Wednesday, April 6, 2016

A Jesus Kind of Church

The church can only be the conduit of God’s love if it stops judging others (See yesterday’s post). This means that it will stop being concerned about its reputation in the eyes of those who practice this religious judgment. The only reputation we need be concerned with is to have the one Jesus had. He was known for his unprecedented love, by those who would receive it, and scorned for his irreligious attitudes, by those who would not.

Jesus’ religious reputation was tarnished in the eyes of religious people because he did not honor many of the religious taboos of his day. Walking in unity with the Father, Jesus possessed a joyful freedom—a kind of recklessness—that was scandalous to those whose worth was derived from their supposed ability to judge good and evil. Jesus hung out with women, some of whom had tarnished reputations. He fellowshipped with tax collectors, drunkards, and other sinners. He healed and fellowshipped with lepers. He praised Gentiles, Samaritans, and even prostitutes and tax collectors over respected Jewish religious leaders.

Among the religious, Jesus’ reputation was dishonorable. But Jesus wasn’t concerned about his reputation. Jesus came to heal the sick, not to placate the religious sensibilities of those who thought they were healthy (Mark 2:17). To heal the sick, you have to love the sick. And this means you have to ignore what those who (mistakenly) think they’re healthy think about you!

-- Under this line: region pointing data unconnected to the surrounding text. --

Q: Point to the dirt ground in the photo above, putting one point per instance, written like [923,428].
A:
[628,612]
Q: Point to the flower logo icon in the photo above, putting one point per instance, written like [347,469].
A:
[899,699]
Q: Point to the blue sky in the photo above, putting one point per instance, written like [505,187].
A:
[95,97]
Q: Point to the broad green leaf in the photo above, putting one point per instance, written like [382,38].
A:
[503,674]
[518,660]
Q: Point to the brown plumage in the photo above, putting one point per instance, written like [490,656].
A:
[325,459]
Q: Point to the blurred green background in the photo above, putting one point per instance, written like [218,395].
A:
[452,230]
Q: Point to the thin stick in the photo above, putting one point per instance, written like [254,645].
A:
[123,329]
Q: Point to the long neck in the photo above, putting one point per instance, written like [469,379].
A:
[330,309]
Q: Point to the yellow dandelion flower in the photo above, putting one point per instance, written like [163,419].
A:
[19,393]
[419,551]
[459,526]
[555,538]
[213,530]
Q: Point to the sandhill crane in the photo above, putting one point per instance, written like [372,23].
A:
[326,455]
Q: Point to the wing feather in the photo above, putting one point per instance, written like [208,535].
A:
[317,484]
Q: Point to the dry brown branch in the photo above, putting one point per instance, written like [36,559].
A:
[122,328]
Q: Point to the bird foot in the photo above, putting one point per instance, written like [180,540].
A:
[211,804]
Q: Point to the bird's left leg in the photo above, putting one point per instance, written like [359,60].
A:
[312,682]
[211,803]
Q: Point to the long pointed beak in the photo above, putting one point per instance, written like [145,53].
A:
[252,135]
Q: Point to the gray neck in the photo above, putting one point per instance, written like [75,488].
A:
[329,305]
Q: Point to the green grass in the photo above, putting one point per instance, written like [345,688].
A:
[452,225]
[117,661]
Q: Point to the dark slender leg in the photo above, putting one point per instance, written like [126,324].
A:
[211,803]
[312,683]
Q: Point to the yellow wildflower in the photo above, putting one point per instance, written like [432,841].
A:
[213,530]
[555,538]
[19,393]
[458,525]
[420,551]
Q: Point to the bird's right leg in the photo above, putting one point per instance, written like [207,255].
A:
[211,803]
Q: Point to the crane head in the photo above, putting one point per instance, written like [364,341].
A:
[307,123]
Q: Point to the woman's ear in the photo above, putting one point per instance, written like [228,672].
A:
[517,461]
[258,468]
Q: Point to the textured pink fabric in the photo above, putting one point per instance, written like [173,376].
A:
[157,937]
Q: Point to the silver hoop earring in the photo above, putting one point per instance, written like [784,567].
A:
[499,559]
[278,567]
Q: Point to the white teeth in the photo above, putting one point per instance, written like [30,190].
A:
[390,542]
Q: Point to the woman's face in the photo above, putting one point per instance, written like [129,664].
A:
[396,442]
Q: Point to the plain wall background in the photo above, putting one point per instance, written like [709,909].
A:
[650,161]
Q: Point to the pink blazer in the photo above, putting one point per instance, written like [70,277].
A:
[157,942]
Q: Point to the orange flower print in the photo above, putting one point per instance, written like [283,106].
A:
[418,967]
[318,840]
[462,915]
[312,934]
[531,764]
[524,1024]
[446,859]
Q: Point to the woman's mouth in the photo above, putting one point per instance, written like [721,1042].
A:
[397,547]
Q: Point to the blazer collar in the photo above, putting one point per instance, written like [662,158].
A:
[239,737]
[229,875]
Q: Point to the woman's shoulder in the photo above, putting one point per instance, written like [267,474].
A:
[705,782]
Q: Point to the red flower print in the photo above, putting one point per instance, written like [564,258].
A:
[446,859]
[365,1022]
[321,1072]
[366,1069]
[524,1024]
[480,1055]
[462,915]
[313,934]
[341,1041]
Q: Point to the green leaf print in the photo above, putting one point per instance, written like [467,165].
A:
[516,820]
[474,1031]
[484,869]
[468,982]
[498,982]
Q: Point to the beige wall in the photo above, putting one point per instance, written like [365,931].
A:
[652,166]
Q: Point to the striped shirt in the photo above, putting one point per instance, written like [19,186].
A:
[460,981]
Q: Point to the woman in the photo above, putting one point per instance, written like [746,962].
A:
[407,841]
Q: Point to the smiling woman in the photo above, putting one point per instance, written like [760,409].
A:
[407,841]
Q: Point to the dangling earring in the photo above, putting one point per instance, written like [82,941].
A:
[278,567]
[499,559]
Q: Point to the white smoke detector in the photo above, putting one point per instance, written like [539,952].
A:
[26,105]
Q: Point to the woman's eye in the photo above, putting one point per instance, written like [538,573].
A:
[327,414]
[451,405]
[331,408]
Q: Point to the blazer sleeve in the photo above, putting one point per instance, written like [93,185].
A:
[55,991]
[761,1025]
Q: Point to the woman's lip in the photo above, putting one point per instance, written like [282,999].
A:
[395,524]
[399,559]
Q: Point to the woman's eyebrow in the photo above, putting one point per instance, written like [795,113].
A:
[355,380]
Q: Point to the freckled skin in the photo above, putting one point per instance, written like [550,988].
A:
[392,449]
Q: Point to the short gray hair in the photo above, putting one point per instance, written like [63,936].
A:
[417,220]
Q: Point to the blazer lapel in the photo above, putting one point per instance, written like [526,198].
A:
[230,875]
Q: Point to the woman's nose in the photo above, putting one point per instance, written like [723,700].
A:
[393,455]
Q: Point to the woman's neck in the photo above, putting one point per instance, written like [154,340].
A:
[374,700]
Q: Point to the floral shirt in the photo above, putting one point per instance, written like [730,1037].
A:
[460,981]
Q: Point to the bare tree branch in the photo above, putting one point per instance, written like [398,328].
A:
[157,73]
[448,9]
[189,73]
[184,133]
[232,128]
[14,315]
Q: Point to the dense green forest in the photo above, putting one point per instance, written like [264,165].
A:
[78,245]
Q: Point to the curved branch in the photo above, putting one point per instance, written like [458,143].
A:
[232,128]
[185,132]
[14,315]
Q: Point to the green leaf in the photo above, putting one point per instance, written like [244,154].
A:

The singular task of the church is to replicate this eternal, reckless love to the world. One indication that we are doing our job well is that sinners on the fringes of society will be enjoying fellowship with us, as they did with Jesus. Another indication, directly resulting from this, is that those who judge by religious standards (they eat from the Tree of Knowledge of Good and Evil) will judge us.

If, for example, a church treats the LGBT community with the same compassion religious judges extend toward divorced folks or people who struggle with weight issues, its leaders will likely be condemned as “compromising the Word of God” by these judges. Such a church is sinning against the (self-serving) knowledge of good and evil from which the religious judges feed. Consequently, the judges will likely feel as though their god has been assaulted, and, as a matter a fact, it has! As idolatrous people often do when their gods are threatened, they may rage. They did so with Jesus, and they will do so today when a church looks like Jesus.

A church that celebrates the cessation of judgment and loves as God loves has to be willing to have their reckless love scorned as compromising, relativistic, liberal, soft on doctrine, or antireligious. After all, what kind of church attracts and embraces prostitutes, drunkards, gays, and drug addicts? What kind of church routinely has smokers, drinkers, gamblers, and bums ushering in their services, hanging out in their small groups, singing in their choir, signing up for classes, etc.—without anyone immediately confronting their sin? What kind of church would accept a woman who was still living with a man out of wedlock after having gone through five marriages? (See John 4:1-26). What kind of church blurs the boundary between those who are “in” and those who are “out” to this degree?


The answer is a Jesus kind of church. —Adapted from Repenting of Religion, pages 196-198.